This morning I lanced a blister so swollen that the fluid squirted into her
curious face. My daily shopping list now includes plasters as well as food and
drink.
But, despite
my onerous duties and our rapid transit, I have found some time to appreciate the
route itself and the opportunities it presents to experience slices of England’s
history at first hand. Through unpopulated farmlands there are stretches of
canal which still have the feel of the 18th century about them: the
silence of the pre-machine age, the grooves worn by tow-ropes on the edge of a
bridge - even the act itself of walking to London evokes a time when travel did
not generally involve wheels.
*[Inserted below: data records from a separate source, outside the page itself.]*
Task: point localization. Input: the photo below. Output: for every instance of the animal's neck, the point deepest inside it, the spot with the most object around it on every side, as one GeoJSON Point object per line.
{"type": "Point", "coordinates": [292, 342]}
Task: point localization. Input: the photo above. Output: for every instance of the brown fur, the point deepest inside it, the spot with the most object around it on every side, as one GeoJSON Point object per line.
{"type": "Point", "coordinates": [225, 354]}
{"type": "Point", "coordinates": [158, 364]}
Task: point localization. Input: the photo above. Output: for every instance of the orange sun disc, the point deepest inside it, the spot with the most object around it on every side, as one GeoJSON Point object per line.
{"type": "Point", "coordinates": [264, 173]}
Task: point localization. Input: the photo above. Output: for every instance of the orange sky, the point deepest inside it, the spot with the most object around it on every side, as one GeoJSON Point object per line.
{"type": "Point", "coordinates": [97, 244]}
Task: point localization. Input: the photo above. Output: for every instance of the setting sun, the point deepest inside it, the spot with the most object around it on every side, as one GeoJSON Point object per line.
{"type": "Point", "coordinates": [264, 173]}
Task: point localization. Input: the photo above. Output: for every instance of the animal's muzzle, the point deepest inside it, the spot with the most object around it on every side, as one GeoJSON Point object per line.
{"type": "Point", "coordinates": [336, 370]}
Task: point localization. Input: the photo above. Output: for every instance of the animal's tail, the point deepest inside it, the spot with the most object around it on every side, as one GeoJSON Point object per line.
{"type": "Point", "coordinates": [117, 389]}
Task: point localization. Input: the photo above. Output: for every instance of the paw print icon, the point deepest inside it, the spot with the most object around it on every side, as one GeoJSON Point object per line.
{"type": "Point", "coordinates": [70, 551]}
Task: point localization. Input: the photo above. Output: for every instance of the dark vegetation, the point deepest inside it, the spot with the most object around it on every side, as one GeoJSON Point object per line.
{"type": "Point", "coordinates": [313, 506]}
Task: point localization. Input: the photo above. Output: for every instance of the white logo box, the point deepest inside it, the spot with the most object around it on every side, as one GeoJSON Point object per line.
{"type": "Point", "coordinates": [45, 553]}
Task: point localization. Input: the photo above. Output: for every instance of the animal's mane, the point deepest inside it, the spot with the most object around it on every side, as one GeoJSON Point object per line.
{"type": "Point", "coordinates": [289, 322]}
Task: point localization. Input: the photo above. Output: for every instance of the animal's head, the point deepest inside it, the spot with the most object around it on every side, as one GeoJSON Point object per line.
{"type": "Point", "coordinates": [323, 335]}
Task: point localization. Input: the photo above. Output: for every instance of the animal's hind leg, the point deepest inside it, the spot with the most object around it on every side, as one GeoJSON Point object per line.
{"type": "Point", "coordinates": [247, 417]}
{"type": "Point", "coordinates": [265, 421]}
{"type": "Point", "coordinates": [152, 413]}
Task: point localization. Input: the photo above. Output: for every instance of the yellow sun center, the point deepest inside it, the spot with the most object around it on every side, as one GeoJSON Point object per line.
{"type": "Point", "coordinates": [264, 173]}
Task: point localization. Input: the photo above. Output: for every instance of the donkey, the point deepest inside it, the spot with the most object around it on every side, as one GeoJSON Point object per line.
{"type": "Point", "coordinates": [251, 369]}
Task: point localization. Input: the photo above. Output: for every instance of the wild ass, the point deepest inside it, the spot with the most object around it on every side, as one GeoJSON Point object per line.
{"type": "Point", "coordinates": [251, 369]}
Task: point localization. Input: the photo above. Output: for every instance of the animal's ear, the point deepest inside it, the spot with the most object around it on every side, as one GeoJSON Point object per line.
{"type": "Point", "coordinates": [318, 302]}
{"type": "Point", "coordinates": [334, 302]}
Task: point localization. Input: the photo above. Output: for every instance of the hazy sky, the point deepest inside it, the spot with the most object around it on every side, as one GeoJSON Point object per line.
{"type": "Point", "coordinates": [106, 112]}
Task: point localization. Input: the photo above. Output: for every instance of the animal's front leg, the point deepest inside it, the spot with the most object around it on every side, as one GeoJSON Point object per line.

Then there are the reminders that canals were
built as vital transport for industry: the ancient and often ruined mills,
factories and kilns; the abandoned quays and warehouses – the numbers of which
demonstrate the huge scale of enterprise during the industrial revolution. At
times the railway runs alongside illustrating the fact that technological
innovation disrupts status quo. Elsewhere lorries on the motorways thunder close
by, in their turn replacing the trains as the preferred means of transport for
industry.
Now that we
are in Northamptonshire, the Pennine hills at the start of the walk are a
distant memory. The terrain has been flat through the Midlands and will remain
so until we reach the Chilterns on the outskirts of London. What does change,
however, is the colour of the soil and, as if sympathetically, the local accent.
I like to think it is no coincidence that the stony soil on the fringe of
Manchester is a suitable match for the clipped vowels and abrupt speech patterns
of the locals; and as we moved through Cheshire the relaxing of the Northern
voice seemed appropriate to the fields of reassuringly dark brown earth. Around
Stoke, famous for its clay, I noticed a peculiarly sticky, rounding of the
accent which made even large, macho-looking blokes sound slightly camp; the
terrain of the West Midlands is particularly flat and dull which, around
Droitwich, is reflected in the accent – unenthused and pessimistic sounding,
with hints of Brummie; and in Northamptonshire, with its tilled fields of rich,
reddish-brown earth, the local accent comes across as relaxed and imbued with
the confidence of a predictably good
harvest.
Nor is it
really true that all towns are now the same. Along with their traditional
patterns of speech, some retain a good proportion of the buildings and layouts
that formed them in the first place. In many of the High Streets it is evident
which towns evolved from rural markets as opposed to industry and, despite the
omnipresent national retail outlets, there are local names lingering
nostalgically over the offices of solicitors and estate agents. On the outskirts they do all look the same:
but when you are in a hurry and in need of a supermarket, there is some
satisfaction in that. No responsible logistics support person has time for
searching out local organic produce in specialist shops.